The majority of households did not dare rely on night watchmen to keep them safe. “Most households were armed, often more heavily than members of the nightwatch. Most domestic arsenals contained swords, pikes, and firearms, or in less affluent homes cudgels and sticks, both capable of delivering mortal blows.” People slept beside their weapons. “Once a family retired for the night, weapons were kept close.” Noblemen might sleep with a sword within reach, while ordinary people slumbered near less exalted weapons. “Valued as a club was the common bed-staff, a short, sturdy stick used in sets two on each side of a bed to hold-its covers in place.” For protection, households fashioned devices, such as shutters equipped with bells, to rouse sleeping inhabitants during a break-in. “Watchdogs prowled inside and out,” undoubtedly considered more reliable than watchmen by many. “It would be difficult to exaggerate the extent of popular contempt for nightwatchmen.” Businesses such as mills, stables, and warehouses hired private “watchers” or guards, as private security was more reliable than the public night watch.

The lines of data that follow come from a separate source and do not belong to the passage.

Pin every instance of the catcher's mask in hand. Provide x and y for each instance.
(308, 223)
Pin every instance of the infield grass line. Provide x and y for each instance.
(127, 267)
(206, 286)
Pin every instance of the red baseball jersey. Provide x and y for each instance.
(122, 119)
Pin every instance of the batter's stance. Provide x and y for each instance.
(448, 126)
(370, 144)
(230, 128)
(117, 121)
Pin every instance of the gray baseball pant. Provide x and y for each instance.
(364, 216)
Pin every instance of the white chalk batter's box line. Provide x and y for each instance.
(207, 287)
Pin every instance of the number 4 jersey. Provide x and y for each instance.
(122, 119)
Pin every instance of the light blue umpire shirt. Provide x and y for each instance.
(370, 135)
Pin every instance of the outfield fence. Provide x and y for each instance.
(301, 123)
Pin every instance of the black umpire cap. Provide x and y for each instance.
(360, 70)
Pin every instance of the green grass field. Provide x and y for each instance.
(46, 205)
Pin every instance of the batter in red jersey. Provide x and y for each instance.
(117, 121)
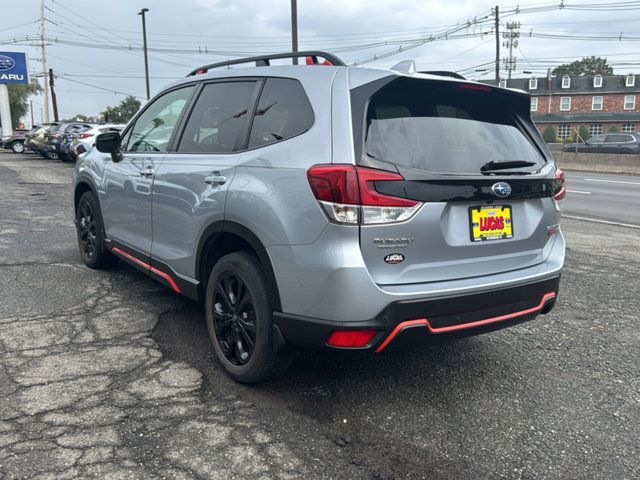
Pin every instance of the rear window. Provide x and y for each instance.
(446, 128)
(283, 112)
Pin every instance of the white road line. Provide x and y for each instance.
(610, 181)
(601, 221)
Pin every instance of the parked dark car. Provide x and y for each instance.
(53, 137)
(37, 140)
(15, 142)
(29, 135)
(608, 143)
(72, 133)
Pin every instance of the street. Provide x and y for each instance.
(108, 374)
(609, 198)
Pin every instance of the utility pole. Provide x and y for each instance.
(497, 15)
(294, 29)
(44, 64)
(53, 96)
(144, 42)
(511, 41)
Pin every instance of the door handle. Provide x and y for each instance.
(215, 179)
(147, 172)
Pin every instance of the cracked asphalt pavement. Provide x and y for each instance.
(110, 375)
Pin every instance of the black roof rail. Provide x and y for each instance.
(444, 73)
(265, 60)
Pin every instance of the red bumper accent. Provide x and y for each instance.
(146, 266)
(425, 322)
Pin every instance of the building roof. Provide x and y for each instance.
(579, 85)
(591, 117)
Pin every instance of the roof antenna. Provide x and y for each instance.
(406, 66)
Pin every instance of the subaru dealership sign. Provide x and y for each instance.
(13, 68)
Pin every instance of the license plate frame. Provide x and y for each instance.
(504, 211)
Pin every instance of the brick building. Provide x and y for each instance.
(597, 102)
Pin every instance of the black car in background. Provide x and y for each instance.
(15, 142)
(608, 143)
(37, 140)
(54, 136)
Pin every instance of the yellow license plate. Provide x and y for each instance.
(491, 222)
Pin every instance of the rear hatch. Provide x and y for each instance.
(474, 163)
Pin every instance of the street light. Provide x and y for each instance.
(144, 42)
(294, 29)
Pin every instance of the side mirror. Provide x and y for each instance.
(109, 142)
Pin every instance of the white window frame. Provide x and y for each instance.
(595, 129)
(632, 102)
(630, 80)
(564, 131)
(593, 102)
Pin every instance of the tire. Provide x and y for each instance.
(239, 320)
(90, 230)
(17, 147)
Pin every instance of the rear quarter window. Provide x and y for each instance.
(283, 112)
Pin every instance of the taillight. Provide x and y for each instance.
(348, 195)
(561, 179)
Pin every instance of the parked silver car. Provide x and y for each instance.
(329, 206)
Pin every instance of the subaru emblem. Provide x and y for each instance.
(6, 63)
(501, 189)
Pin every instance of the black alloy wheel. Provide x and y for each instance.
(234, 318)
(87, 229)
(17, 147)
(240, 322)
(90, 230)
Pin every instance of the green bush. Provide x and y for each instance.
(584, 133)
(549, 134)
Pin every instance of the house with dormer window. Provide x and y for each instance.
(599, 102)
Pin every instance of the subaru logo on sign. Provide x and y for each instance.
(501, 189)
(6, 63)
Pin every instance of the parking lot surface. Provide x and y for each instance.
(110, 375)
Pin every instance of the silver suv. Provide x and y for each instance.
(328, 206)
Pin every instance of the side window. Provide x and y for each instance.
(283, 112)
(219, 120)
(154, 127)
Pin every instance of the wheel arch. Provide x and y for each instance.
(81, 188)
(223, 237)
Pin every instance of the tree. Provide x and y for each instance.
(584, 133)
(549, 134)
(586, 66)
(19, 99)
(123, 112)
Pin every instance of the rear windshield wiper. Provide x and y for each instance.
(493, 166)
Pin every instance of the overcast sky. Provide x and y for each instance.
(357, 29)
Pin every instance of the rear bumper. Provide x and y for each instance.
(407, 323)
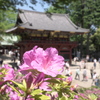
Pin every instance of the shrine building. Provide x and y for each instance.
(46, 30)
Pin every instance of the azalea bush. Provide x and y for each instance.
(38, 78)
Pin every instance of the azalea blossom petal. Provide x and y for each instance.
(47, 61)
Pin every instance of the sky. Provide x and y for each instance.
(37, 7)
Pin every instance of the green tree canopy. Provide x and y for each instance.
(6, 4)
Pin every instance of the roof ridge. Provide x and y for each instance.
(22, 10)
(67, 16)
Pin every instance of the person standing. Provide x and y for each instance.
(77, 75)
(91, 72)
(85, 74)
(94, 61)
(1, 61)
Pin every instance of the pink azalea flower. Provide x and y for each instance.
(47, 61)
(10, 73)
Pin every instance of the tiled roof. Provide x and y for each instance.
(47, 21)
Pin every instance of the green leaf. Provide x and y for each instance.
(15, 89)
(64, 98)
(35, 92)
(92, 97)
(21, 86)
(60, 76)
(53, 80)
(25, 84)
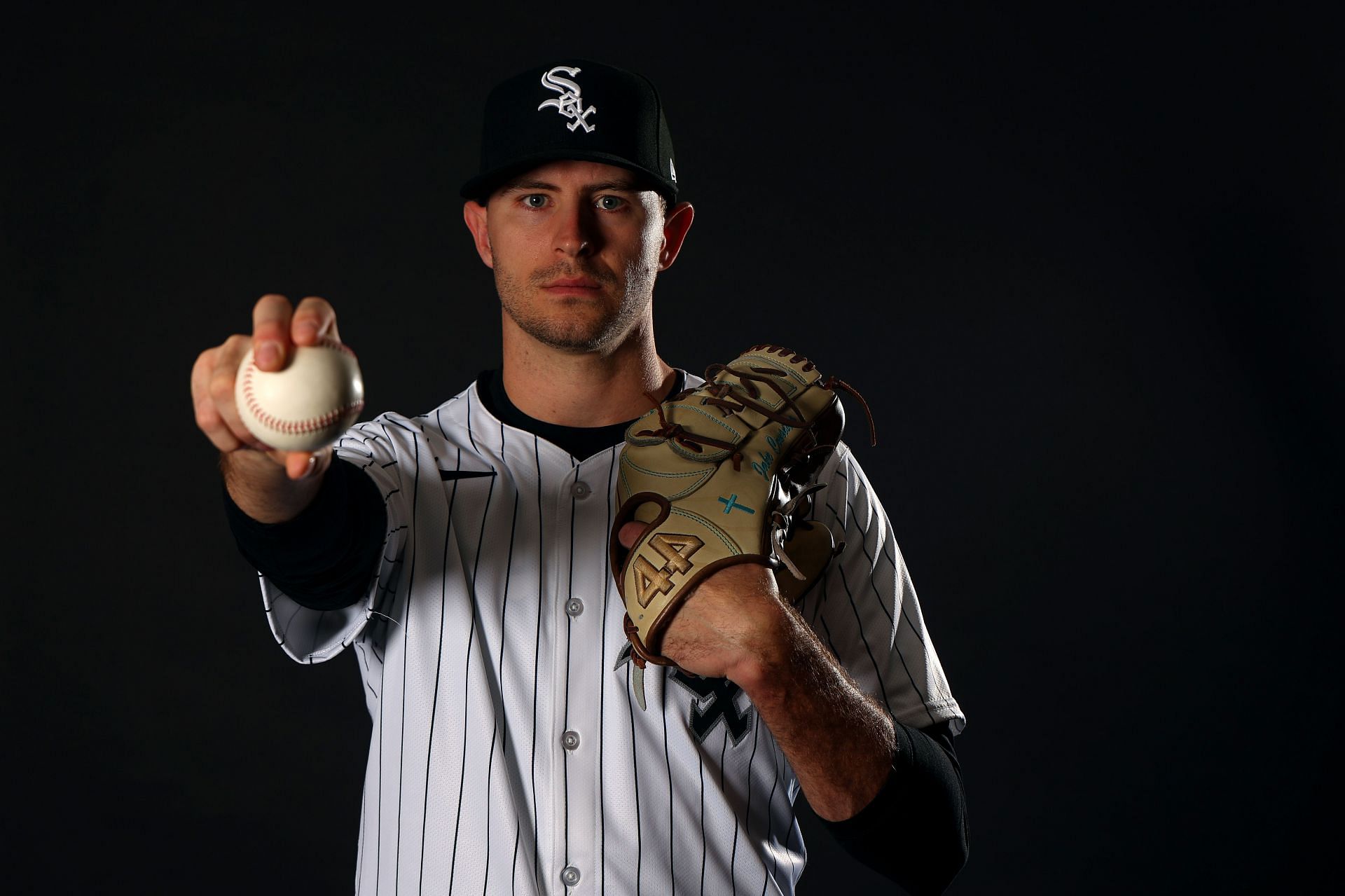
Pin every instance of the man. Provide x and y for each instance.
(463, 555)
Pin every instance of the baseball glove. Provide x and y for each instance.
(724, 474)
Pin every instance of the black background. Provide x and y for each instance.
(1084, 267)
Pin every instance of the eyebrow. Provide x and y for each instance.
(627, 186)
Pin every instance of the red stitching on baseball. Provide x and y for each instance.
(299, 427)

“Between the fifteenth and seventeenth centuries, European beds evolved from straw pallets on earthen floors to wooden frames complete with pillows, sheets, blankets, coverlets, and ‘flock’ mattresses, filled with rags and stray pieces of wool. . . . ‘Whether due to sleeping on a bed fouler than a rubbish heap, or not being able to cover oneself,’” a Bolognese curate observed of insomnia among the poor, ‘who can explain how much harm is done?’” The poorest slept on the earthen floors of their peasant dwellings, with a layer of straw as their only bed:

In Scotland and Ireland, entire families slept upon earthen floors strewn with rushes, straw, and heather. Not only was the cost of bedsteads prohibitive, but they occupied valuable space in cramped dwellings. Of the “better sort of cabins,” a visitor to Ireland found in the late 1600s, “there is generally one flock bed, seldom more, feathers being too costly; this serves the man and his wife, the rest all lie on straw, some with one sheet and blanket, others only their clothes and blanket to cover them. The cabins have seldom any floor but the earth.”

Dwellings in general provided more limited shelter from the elements than modern homes. In 1703, a man named Thomas Naish related how after being awakened by a rainstorm he was unable to return to bed “for the violence of the noise, ratling of the tyles, and for fear that my house would fall down upon me.”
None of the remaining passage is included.